The first show I watched when self-isolation began in March was the Netflix original series
Locke & Key. I had never heard of it before, or knew at the time it was an already popular comic series, but was drawn in by the trailer promising what seemed like Alice in Wonderland meets Pan’s Labyrinth meets Coraline.
The show starts with the Locke family moving from Seattle to a small town in Massachusetts to live in their late-father’s childhood home. The family has just survived a shooting at the hands of an unstable student their father was treating who ambushes their home, killing their father, and attempting to gun down the rest of them as he demands answers around the Locke family house and the keys.
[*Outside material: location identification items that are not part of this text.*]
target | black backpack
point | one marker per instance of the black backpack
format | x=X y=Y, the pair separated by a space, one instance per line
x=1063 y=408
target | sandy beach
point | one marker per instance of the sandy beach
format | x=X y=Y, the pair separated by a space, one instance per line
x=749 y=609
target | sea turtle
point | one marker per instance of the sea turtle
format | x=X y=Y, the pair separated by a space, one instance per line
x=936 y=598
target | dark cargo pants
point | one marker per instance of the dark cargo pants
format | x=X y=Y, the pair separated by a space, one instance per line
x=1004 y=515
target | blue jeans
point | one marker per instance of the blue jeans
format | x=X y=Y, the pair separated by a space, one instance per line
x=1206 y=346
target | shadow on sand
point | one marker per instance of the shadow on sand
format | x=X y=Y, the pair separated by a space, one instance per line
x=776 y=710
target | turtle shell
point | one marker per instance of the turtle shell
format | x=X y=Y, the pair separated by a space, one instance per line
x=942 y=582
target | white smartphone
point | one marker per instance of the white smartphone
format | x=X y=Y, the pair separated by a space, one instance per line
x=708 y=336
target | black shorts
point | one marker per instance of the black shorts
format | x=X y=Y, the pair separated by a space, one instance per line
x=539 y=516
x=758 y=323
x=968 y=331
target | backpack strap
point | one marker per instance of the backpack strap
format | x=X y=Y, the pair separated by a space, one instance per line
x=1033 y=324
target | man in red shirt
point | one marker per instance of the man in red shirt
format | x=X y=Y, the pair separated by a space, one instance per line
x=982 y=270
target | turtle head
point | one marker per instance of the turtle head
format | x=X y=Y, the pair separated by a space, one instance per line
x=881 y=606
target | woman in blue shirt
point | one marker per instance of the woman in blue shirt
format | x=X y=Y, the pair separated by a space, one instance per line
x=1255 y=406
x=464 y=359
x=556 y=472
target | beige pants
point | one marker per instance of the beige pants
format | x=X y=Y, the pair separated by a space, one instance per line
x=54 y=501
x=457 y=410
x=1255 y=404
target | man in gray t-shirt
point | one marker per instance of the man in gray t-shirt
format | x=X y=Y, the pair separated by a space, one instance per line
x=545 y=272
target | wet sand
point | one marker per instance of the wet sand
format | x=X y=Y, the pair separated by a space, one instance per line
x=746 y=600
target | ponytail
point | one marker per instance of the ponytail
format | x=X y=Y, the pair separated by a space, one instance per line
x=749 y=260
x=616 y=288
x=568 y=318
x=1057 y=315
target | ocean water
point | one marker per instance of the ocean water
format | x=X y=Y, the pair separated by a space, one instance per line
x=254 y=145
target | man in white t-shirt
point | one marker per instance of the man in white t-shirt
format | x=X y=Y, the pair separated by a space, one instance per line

Hoping for a fresh start, the Locke family moves across the country to an incredible family mansion that turns out to also be magical, as the youngest son, Bode, begins discovering magic keys around the house. But not all magic is good and as Bode attempts to find more, he unleashes a dark spirit that has been trapped in the family’s well house and is determined to destroy the world. With supernatural forces at play, the Locke kids — Tyler, Kinsey, and Body — must investigate the mysterious circumstances around their father’s death in order to find the answers and discover nothing is what it seems, including the hero they thought they knew.
It’s an amazing show, but what really stood out to me as a viewer was how Locke & Key digs into the intertwining of grief, PTSD, and trauma — an intertwining that has deeply impacted my own life, but I have rarely seen represented on television.